Johnnie To never received the attention that previous Hong Kong action directors John Woo and Tsui Hark and Jackie Chan got in the U.S. While he delivers the goods when it comes to visceral violence and kinetic action, he’s not flamboyant or outrageous, and he focuses on the intimate more than the epic. The pleasures are as much in the tight plotting, the intricate weave of stories and plotlines and character journeys, and the stripped-down style as the spectacle of gunplay and chases and the physics of momentum and resistance.
To has been working this manner of crime cinema for decades, but it was with The Mission (1999) that he really found his métier: the dynamics of teamwork in a world of violence, whether crooks (Exiled, 2006, Vengeance, 2009) or cops (PTU, 2003).
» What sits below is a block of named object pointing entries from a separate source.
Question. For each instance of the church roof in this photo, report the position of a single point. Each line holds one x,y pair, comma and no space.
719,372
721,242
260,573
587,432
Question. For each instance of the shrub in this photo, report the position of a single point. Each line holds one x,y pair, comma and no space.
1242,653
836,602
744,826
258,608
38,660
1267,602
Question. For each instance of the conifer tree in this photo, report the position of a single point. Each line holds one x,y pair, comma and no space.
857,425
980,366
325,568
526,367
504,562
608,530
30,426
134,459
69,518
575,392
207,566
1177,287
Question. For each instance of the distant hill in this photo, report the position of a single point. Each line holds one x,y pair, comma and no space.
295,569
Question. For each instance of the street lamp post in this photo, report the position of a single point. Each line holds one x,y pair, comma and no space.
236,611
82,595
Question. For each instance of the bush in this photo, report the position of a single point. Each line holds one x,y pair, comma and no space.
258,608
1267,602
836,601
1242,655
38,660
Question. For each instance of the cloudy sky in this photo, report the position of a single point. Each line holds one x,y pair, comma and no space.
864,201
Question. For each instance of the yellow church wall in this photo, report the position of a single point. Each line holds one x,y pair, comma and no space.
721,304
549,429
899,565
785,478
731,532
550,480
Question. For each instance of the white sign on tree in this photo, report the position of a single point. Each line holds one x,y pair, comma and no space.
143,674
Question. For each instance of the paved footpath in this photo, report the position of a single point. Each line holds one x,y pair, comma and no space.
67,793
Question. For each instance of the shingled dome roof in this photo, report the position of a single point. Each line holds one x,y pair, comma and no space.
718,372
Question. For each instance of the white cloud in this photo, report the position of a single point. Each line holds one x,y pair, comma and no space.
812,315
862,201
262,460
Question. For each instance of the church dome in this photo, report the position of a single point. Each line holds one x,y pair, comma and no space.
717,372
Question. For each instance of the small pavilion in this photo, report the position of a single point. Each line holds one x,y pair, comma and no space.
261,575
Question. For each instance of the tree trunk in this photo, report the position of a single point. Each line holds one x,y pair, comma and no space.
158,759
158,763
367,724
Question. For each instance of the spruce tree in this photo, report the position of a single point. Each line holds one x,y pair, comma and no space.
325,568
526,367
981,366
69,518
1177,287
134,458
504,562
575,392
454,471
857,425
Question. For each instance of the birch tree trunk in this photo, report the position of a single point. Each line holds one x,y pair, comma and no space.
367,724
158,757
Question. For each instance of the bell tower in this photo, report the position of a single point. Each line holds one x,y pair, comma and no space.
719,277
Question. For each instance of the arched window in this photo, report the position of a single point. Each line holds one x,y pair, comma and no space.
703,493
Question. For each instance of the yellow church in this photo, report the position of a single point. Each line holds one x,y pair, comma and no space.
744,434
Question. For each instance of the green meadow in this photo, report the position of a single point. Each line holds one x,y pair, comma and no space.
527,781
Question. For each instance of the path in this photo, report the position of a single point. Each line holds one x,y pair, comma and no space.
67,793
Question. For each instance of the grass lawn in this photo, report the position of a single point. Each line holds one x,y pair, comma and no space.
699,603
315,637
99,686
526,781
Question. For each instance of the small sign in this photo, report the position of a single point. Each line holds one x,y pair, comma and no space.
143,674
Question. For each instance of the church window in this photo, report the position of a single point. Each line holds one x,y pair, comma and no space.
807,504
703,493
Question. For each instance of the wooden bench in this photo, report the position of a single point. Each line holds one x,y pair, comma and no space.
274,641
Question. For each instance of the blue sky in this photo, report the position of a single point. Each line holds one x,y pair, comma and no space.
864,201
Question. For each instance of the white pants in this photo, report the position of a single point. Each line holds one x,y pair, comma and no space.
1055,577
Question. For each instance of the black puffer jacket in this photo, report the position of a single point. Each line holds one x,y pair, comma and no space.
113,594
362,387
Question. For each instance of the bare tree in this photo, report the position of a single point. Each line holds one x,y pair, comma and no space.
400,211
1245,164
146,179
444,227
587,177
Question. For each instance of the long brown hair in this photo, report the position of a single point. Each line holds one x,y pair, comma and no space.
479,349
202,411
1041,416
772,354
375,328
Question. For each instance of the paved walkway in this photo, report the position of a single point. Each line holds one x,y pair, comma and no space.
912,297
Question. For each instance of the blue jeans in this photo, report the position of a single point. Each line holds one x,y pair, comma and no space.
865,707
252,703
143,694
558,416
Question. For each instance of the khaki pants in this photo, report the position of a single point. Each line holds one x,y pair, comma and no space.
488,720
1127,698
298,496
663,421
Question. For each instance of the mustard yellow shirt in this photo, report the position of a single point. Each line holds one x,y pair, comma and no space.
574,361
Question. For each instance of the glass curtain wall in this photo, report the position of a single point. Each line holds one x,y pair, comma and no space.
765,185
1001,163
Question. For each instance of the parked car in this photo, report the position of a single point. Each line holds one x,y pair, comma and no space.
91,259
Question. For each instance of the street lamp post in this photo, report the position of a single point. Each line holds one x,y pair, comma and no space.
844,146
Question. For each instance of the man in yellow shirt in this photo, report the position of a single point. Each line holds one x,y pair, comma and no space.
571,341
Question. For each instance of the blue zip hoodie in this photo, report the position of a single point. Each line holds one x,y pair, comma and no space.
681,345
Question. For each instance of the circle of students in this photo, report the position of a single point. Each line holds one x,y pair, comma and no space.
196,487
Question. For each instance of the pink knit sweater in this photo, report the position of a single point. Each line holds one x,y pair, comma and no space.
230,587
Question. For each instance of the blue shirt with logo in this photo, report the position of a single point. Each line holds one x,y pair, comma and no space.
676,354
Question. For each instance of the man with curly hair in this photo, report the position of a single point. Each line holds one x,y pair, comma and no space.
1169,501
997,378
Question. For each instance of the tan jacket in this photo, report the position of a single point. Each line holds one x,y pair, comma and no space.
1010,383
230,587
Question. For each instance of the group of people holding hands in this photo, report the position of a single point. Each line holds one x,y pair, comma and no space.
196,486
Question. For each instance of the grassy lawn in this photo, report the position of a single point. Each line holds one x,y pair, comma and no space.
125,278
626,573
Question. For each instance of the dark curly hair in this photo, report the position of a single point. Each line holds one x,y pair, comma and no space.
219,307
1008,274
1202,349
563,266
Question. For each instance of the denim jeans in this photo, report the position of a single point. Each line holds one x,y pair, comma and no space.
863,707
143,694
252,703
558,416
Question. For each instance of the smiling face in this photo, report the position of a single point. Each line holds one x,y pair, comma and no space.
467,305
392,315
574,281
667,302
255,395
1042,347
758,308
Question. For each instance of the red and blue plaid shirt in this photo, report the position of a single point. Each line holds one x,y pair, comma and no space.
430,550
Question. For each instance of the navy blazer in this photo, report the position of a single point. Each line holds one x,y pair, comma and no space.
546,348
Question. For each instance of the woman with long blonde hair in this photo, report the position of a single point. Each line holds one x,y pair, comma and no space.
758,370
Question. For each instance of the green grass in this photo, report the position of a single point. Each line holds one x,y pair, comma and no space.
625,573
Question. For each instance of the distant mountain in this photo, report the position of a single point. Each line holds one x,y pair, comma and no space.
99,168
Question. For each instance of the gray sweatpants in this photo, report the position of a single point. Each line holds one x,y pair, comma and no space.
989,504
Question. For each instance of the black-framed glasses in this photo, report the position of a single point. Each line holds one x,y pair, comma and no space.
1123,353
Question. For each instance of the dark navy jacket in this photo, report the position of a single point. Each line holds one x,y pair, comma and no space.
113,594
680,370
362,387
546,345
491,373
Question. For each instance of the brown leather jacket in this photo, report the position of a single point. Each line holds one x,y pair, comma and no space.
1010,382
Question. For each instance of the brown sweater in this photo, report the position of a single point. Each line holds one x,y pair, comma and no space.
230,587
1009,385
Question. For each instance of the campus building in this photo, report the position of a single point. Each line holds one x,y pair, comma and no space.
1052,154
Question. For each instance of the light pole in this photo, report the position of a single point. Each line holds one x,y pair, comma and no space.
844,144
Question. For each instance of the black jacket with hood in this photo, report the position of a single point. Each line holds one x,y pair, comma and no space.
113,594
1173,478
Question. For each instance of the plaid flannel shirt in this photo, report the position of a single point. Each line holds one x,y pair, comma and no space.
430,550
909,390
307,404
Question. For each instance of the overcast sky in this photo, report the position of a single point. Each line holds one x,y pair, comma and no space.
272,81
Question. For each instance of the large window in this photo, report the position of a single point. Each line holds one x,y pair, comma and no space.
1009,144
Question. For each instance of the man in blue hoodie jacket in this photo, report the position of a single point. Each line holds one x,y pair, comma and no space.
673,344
He also continues to make hit comedies, romances, and social dramas, but his crime dramas are his most distinctive and accomplished films and he’s been continually streamlining his style, stripping his films of extraneous detail, be it personal subplots or backstories or the kinds of motivation these films always feel the need to express in breaks for exposition. For To, character is defined by what side you pick and how you do your job.
Drug War is To’s first crime thriller set in Mainland China. He trades the urban overcrowding and overheated capitalism of Hong Kong for the open plains and lonely highways of Tianjin but otherwise it is a classic Hong Kong-style police procedural driven by one of To’s trademark teams. It opens on a police stake-out for drug mules at a border crossing and rapidly upshifts into a once-in-a-lifetime crack at the crime kingpins thanks to a remarkably accommodating informant (To regular Louis Koo) and a tight timeline. A major heroin deal is about to go down and they have to improvise on the fly if they want a shot at following the trail to the kingpins.